You shouldn’t need an x-ray to do this, although how easy it is to feel where your feet’s bony bits are will depend on the thickness of the shoes’ uppers to some extent.
"The future's all yours, you lousy bicycles."

Re: cleat position
« Reply #13 on: 03 July, 2021, 07:40:48 am »
Would this help?

https://road.cc/content/review/ergon-tp1-pedal-cleat-tool-274119

Great - if you use the right cleats. I use Look Delta still, and it wouldn’t of course work for 2 bolt SPDs
I’ve got a BiciSupport jig, that works to check the position after fitting, but doesn’t help much with getting the cleats in the right place at the start of the job.

Re: cleat position
« Reply #14 on: 03 July, 2021, 12:51:13 pm »
Would this help?

https://road.cc/content/review/ergon-tp1-pedal-cleat-tool-274119

Great - if you use the right cleats. I use Look Delta still, and it wouldn’t of course work for 2 bolt SPDs
I’ve got a BiciSupport jig, that works to check the position after fitting, but doesn’t help much with getting the cleats in the right place at the start of the job.

Article, at the bottom, says they do the same thing for different cleat types.
"Ergon does four other tools in the range – for Shimano SPD (mountain bike), Crank Brothers, Look Keo and Speedplay. "
Back in the saddle :)

LittleWheelsandBig

  • Whimsy Rider
Re: cleat position
« Reply #15 on: 03 July, 2021, 12:56:46 pm »
None of those options fit the the original Look delta cleats, though a modification to a Keo guide might work adequately well.
Wheel meet again, don't know where, don't know when...

Re: cleat position
« Reply #16 on: 03 July, 2021, 04:25:29 pm »
There's a fair amount of float on SPDs. The right position generally has the broadest part of the foot over the pedal spindle. I generally set the centreline of the cleat over the widest part of the shoe, and check for the heel being appropriately clear of the pedal. Then I'll try a test ride. I can feel whether the foot is straight or not. I only need to get the ideal position well within the range of float.

rogerzilla

  • When n+1 gets out of hand
Re: cleat position
« Reply #17 on: 12 July, 2021, 08:11:50 am »
In contrast to fboab, mine are as far forward as possible!

20210712_080909 by rogerzilla, on Flickr

This gets them as close to the widest part as possible.  I fitted these last week using the previous (worn out) shoes as reference.
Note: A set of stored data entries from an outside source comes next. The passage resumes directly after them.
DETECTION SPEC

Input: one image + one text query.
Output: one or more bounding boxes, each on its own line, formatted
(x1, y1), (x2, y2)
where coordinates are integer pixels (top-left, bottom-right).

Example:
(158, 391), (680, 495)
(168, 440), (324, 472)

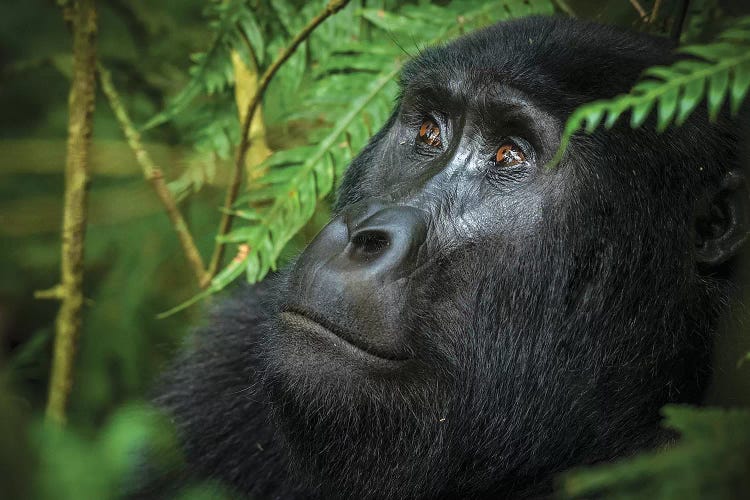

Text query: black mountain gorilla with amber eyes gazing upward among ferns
(151, 18), (748, 499)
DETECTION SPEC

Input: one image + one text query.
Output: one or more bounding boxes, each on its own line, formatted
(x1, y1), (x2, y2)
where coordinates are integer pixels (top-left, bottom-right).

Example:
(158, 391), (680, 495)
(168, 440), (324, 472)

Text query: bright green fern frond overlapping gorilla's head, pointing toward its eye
(548, 17), (750, 168)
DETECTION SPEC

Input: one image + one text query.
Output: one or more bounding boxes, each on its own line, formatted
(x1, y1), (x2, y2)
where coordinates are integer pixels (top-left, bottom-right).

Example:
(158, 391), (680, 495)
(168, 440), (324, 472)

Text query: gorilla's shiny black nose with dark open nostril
(344, 205), (426, 277)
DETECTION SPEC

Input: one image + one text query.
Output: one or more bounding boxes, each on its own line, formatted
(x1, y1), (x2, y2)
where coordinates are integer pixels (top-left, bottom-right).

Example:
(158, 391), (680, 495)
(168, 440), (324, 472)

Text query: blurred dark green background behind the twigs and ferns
(0, 0), (750, 498)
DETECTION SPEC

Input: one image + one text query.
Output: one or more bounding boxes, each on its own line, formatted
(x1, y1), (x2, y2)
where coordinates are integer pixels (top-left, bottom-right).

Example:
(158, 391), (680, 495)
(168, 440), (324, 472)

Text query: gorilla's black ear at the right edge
(695, 171), (750, 266)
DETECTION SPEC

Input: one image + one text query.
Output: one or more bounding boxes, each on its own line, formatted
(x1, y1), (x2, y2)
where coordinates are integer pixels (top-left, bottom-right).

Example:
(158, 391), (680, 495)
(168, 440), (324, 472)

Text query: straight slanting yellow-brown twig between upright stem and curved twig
(97, 64), (206, 284)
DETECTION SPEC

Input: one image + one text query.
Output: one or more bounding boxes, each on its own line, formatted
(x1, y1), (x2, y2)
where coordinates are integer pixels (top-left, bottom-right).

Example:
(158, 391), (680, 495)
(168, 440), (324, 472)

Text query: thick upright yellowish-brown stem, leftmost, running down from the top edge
(42, 0), (97, 424)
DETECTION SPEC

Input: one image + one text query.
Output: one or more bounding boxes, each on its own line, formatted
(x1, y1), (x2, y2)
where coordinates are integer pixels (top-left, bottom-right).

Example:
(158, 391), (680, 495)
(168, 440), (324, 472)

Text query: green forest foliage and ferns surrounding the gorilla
(0, 0), (750, 499)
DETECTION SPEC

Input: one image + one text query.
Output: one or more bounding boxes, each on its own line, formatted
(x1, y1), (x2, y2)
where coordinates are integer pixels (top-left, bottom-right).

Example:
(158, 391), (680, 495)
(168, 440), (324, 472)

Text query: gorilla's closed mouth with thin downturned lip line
(279, 306), (407, 363)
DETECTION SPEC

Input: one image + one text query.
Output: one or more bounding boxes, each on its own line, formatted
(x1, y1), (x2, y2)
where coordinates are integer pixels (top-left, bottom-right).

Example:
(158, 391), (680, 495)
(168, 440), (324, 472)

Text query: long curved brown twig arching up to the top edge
(203, 0), (349, 287)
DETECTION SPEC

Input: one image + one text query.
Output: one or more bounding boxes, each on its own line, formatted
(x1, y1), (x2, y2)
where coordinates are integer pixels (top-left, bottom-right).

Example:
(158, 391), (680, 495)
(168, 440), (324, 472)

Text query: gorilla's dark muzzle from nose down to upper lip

They are deliberately skewed slightly (heels in) to allow my knees to run straight.
Hard work sometimes pays off in the end, but laziness ALWAYS pays off NOW.

Re: cleat position
« Reply #18 on: 12 July, 2021, 09:24:01 am »
Having my cleats like that would give me hot foot and ankle strain within 10 minutes.
I think trial and error is really the only way to get it right-for-you. Whatever your 'bike fit' says.